Some dream that will wake in a desolate heart,
Every chord into music that long has been hushed.
Mournful echo! – soon still – for it tolls with a smart,
That the joys which first woke it, are long ago crushed.
He was borrowing phrases from ‘Troubadour’ by Laetitia Landon, the massively popular ‘L.E.L.’, who described the singer’s burial in ‘a thrice hallowed spot’, but the sentiment that he often mocked is serious here.

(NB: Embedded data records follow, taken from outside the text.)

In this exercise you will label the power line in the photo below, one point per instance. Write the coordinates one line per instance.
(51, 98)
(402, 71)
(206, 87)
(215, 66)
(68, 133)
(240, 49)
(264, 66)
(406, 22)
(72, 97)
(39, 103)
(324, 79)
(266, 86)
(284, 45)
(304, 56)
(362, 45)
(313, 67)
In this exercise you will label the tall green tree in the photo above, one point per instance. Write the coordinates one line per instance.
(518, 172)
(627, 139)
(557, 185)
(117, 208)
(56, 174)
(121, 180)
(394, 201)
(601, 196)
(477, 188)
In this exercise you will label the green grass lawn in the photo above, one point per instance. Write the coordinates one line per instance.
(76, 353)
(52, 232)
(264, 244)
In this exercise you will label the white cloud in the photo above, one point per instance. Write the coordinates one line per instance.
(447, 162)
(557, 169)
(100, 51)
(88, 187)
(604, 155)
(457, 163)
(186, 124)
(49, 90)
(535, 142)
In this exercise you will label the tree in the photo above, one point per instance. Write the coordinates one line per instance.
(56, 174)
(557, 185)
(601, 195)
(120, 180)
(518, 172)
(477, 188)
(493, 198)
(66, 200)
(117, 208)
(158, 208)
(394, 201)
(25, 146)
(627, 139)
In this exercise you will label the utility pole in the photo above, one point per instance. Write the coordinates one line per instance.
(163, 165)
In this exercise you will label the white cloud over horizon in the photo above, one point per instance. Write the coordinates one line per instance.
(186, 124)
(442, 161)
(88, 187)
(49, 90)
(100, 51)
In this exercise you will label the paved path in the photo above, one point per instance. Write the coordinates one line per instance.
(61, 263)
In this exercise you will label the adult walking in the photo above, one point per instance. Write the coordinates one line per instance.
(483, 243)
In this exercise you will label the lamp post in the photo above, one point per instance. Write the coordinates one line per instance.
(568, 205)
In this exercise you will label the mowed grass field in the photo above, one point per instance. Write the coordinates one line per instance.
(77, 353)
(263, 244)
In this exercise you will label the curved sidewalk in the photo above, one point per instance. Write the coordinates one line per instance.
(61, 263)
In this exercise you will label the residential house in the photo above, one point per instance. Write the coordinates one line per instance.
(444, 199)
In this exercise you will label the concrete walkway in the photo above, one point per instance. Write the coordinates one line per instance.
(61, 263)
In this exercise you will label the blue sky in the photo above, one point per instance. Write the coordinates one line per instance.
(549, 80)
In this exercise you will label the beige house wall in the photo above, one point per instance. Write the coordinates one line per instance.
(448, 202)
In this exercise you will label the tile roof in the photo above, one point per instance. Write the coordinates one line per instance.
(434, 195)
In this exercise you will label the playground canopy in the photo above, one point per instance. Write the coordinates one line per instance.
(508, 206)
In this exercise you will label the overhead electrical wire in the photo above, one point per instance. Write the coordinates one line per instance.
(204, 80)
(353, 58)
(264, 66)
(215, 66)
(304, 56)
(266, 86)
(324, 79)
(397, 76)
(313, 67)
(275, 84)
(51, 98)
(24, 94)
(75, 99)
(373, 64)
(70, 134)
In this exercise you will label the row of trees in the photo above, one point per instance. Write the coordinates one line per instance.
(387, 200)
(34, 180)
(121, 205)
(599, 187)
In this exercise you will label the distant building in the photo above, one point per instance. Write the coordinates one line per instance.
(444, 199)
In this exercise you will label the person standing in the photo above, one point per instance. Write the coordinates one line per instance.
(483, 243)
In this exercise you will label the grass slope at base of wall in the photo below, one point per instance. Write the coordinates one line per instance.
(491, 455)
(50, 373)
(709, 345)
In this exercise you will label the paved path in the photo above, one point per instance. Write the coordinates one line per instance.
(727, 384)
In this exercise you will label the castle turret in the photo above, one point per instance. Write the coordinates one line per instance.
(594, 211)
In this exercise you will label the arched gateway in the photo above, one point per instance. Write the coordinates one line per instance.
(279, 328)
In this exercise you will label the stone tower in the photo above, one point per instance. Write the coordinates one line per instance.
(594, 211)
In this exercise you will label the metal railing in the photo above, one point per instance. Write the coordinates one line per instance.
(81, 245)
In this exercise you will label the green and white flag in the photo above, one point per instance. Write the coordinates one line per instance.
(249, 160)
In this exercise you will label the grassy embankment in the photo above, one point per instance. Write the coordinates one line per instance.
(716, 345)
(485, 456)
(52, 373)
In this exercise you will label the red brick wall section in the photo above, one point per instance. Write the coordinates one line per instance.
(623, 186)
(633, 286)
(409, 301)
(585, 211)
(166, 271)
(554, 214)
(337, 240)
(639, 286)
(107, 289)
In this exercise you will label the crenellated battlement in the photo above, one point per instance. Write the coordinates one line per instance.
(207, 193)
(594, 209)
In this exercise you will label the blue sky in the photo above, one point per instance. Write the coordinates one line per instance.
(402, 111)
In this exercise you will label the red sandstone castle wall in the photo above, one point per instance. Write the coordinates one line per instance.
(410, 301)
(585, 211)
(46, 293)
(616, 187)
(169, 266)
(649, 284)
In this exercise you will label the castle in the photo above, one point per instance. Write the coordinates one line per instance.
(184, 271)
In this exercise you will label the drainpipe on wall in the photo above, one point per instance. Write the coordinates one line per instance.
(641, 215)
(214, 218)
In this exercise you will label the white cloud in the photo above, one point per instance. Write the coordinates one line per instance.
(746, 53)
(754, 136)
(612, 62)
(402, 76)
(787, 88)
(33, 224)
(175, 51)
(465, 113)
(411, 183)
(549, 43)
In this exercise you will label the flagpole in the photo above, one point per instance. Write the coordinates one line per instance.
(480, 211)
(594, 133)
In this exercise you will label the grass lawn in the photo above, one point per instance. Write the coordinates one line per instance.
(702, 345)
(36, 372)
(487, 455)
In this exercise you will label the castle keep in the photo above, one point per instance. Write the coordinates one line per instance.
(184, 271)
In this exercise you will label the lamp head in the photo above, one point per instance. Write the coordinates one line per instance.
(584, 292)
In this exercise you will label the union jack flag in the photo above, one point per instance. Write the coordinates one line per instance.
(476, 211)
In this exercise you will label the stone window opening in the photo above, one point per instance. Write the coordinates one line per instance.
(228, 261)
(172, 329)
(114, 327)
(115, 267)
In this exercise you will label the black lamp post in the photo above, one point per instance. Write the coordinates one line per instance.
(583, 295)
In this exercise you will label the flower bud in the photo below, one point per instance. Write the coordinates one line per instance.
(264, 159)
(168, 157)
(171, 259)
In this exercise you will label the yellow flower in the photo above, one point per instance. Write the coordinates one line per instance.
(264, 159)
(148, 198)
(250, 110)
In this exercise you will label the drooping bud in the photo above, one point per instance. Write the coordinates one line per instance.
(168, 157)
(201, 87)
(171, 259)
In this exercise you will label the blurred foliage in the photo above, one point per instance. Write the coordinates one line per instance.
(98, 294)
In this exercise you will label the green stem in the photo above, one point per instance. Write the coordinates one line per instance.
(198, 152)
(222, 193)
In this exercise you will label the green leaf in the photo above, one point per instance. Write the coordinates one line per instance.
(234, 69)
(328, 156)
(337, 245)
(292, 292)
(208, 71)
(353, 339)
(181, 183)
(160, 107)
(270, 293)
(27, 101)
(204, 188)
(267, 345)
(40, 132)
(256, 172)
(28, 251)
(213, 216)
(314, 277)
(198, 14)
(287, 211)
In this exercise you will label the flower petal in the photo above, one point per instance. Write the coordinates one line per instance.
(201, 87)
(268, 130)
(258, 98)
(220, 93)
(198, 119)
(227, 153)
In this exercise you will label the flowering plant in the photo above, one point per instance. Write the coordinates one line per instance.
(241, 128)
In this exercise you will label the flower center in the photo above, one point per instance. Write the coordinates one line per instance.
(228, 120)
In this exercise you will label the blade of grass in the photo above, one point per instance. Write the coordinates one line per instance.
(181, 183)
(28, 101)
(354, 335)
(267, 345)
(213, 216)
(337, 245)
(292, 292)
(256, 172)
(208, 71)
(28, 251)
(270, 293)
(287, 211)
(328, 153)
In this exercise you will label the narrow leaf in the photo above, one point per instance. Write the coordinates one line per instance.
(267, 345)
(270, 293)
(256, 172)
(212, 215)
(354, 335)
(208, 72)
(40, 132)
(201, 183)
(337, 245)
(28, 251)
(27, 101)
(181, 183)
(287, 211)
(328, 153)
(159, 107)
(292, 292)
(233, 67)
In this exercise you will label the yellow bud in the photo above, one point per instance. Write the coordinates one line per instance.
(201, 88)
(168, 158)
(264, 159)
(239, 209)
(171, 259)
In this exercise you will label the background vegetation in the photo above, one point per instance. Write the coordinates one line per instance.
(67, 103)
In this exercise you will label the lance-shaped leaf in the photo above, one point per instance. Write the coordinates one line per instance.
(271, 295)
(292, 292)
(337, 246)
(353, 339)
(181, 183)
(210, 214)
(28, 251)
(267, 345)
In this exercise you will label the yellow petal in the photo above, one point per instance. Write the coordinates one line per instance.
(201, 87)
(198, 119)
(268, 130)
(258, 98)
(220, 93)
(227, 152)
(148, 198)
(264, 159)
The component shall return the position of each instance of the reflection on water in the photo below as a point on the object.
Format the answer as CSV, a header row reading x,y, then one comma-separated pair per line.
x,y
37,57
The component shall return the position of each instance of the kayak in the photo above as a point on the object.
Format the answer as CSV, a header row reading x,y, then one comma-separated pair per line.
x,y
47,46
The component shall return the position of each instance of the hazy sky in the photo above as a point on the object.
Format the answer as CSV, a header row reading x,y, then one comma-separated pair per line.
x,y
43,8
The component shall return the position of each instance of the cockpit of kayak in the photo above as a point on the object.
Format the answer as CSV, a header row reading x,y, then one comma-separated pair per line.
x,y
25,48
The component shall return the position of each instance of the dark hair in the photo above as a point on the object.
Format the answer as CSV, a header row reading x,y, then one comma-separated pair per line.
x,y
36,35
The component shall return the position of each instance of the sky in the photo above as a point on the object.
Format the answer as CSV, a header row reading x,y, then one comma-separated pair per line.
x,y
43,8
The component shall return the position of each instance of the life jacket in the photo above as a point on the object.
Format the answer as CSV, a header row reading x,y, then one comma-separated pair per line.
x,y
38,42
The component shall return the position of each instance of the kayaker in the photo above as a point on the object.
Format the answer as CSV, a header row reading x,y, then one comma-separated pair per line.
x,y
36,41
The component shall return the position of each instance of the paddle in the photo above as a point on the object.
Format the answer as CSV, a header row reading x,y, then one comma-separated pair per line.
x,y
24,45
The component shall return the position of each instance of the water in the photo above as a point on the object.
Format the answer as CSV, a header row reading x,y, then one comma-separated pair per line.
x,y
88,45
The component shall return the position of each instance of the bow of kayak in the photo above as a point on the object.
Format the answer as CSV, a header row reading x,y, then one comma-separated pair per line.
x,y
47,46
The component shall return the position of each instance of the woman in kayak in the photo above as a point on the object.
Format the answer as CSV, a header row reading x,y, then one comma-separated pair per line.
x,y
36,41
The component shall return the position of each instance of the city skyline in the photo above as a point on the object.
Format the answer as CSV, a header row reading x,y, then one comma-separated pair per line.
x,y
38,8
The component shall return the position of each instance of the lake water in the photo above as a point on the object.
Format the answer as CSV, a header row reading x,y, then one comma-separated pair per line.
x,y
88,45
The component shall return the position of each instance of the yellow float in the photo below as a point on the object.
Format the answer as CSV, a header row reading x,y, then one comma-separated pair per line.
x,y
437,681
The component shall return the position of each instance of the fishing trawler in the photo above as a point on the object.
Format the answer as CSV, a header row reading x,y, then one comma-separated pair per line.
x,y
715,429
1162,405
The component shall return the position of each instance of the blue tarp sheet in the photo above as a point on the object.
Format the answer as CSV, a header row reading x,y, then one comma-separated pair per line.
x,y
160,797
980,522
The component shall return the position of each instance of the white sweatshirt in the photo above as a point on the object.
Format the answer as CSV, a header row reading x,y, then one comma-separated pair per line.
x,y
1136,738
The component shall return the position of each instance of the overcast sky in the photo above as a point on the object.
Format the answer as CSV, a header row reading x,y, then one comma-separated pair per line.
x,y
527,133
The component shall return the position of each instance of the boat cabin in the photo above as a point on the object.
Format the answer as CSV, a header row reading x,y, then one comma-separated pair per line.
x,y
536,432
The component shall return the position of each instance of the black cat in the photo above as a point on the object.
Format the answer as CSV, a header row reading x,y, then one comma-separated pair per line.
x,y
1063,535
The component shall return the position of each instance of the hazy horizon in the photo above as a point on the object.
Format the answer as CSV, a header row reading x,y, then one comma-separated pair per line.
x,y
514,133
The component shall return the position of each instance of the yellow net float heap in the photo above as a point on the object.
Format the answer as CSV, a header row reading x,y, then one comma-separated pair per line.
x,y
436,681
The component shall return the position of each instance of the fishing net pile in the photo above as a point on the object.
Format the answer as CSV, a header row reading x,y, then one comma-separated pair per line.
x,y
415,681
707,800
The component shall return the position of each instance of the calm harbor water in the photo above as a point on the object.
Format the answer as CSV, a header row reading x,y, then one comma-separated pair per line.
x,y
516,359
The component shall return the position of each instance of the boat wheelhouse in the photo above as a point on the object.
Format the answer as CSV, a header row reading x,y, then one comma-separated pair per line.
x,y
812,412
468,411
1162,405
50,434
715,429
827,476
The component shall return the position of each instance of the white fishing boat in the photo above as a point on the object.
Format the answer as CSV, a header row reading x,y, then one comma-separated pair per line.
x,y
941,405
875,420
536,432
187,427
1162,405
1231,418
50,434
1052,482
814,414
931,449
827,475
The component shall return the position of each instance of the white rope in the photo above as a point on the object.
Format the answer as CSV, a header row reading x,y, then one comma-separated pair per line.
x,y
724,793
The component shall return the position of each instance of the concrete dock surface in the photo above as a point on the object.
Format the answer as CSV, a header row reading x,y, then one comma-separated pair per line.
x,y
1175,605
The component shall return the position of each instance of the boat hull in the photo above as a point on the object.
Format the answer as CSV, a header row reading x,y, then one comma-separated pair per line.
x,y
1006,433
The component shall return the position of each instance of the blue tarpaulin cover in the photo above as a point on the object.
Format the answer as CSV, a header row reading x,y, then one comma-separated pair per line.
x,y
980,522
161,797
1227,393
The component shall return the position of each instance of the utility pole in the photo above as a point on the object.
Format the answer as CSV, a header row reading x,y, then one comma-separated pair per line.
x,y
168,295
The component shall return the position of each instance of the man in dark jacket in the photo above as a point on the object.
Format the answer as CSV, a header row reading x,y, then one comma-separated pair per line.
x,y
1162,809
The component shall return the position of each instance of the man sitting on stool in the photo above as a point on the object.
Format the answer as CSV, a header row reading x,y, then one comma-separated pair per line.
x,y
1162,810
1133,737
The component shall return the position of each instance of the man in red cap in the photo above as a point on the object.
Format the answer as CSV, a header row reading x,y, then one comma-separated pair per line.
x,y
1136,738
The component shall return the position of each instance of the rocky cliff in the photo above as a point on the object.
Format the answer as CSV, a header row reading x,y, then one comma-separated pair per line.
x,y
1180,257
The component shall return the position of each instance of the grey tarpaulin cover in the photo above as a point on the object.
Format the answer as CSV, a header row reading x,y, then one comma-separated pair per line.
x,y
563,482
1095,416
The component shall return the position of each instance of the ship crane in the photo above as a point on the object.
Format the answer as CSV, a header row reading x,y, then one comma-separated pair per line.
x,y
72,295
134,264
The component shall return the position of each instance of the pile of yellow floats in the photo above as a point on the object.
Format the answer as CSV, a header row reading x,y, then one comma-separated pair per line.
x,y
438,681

The following September he wrote to Fanny begging for a letter – he had heard nothing from the Drewitts for two months – putting her silence down to the work of ‘that wretched little fat Person, who has lately made so much confusion in Sussex’, adding a drawing of a plump Cupid with bow and arrow and an ironic PS: ‘Of course you have heard of my marriage.’ That year Fanny married George Coombe, a local landowner. (For her wedding Lear wrote a comic poem about the cracked church bell.) She moved from Peppering to another romantic house, Calceto, in the marshy valley of the Arun, where Queen Adelisa had established a priory on the causeway seven hundred years ago. A chapter was over, but the friendship was not lost. Lear remained close to Fanny and to her husband George, a keen bird-watcher and fossil collector. He was godfather to their son Percy, an adopted uncle to their daughter Laura, and he kept in touch with Fanny all her life.